1. Research Question

The goal of this project is to answer the research question Which are the most valued data science skills?

To obtain the latest available information about data science job postings we decided to scrap information from Indeed.com using various html nodes in the rvest package.

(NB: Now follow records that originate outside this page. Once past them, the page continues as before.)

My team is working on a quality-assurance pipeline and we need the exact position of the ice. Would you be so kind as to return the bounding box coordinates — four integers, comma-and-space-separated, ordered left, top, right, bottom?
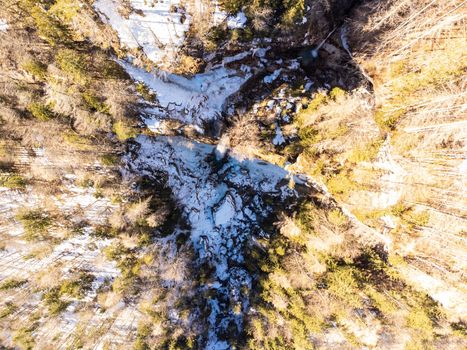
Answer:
120, 61, 250, 127
94, 0, 190, 63
263, 69, 282, 84
227, 12, 248, 29
0, 19, 9, 33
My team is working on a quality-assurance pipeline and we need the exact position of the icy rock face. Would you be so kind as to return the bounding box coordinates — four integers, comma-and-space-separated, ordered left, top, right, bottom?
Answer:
126, 136, 297, 349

The resulting dataset contains fields such as: job title, company, location, job summary, link and job description.

2. Library Preparation

suppressWarnings({
  
library(RColorBrewer)
library(rvest)
library(tidyverse)
library(data.table)
library(DT)
library(digest)
library(RPostgreSQL)
library(tidytext)
library(wordcloud)
library(RColorBrewer)
library(RCurl)
library(XML)
library(stringr)
library(ggplot2)
library(knitr)
library(magrittr)
})
## Loading required package: xml2
## -- Attaching packages ------------------------------------------------------------------------------------------------------------------------ tidyverse 1.2.1 --
## v ggplot2 3.1.0     v purrr   0.3.2
## v tibble  2.1.3     v dplyr   0.8.3
## v tidyr   1.0.0     v stringr 1.3.1
## v readr   1.3.1     v forcats 0.4.0
## -- Conflicts --------------------------------------------------------------------------------------------------------------------------- tidyverse_conflicts() --
## x dplyr::filter()         masks stats::filter()
## x readr::guess_encoding() masks rvest::guess_encoding()
## x dplyr::lag()            masks stats::lag()
## x purrr::pluck()          masks rvest::pluck()
## 
## Attaching package: 'data.table'
## The following objects are masked from 'package:dplyr':
## 
##     between, first, last
## The following object is masked from 'package:purrr':
## 
##     transpose
## Loading required package: DBI
## Loading required package: bitops
## 
## Attaching package: 'RCurl'
## The following object is masked from 'package:tidyr':
## 
##     complete
## 
## Attaching package: 'XML'
## The following object is masked from 'package:rvest':
## 
##     xml
## 
## Attaching package: 'magrittr'
## The following object is masked from 'package:purrr':
## 
##     set_names
## The following object is masked from 'package:tidyr':
## 
##     extract

3. Scraping Indeed.com Data

data <- data.frame(title=character(),
                 company=character(), 
                 location=character(), 
                 summary=character(), 
                 link=character(), 
                 description = character(),
                 stringsAsFactors=FALSE) 
for (i in seq(0, 990, 10)){
  url_ds <- paste0('https://www.indeed.com/jobs?q=data+scientist&l=all&start=',i)
  var <- read_html(url_ds)
}


  title <-  var %>% 
    html_nodes('#resultsCol .jobtitle') %>%
    html_text() %>%
    str_extract("(\\w+.+)+") 

  company <- var %>% 
    html_nodes('#resultsCol .company') %>%
    html_text() %>%
    str_extract("(\\w+).+") 
  location <- var %>%
    html_nodes('#resultsCol .location') %>%
    html_text() %>%
    str_extract("(\\w+.)+,.[A-Z]{2}") 
  summary <- var %>%
    html_nodes('#resultsCol .summary') %>%
    html_text() %>%
    str_extract(".+")
  link <- var %>%
    html_nodes('#resultsCol .jobtitle .turnstileLink, #resultsCol a.jobtitle') %>%
    html_attr('href') 
  link <- paste0("https://www.indeed.com",link)
    
  data <- rbind(data, as.data.frame(cbind(title,
                                                  company,
                                                  location,
                                                  summary,
                                                  link)))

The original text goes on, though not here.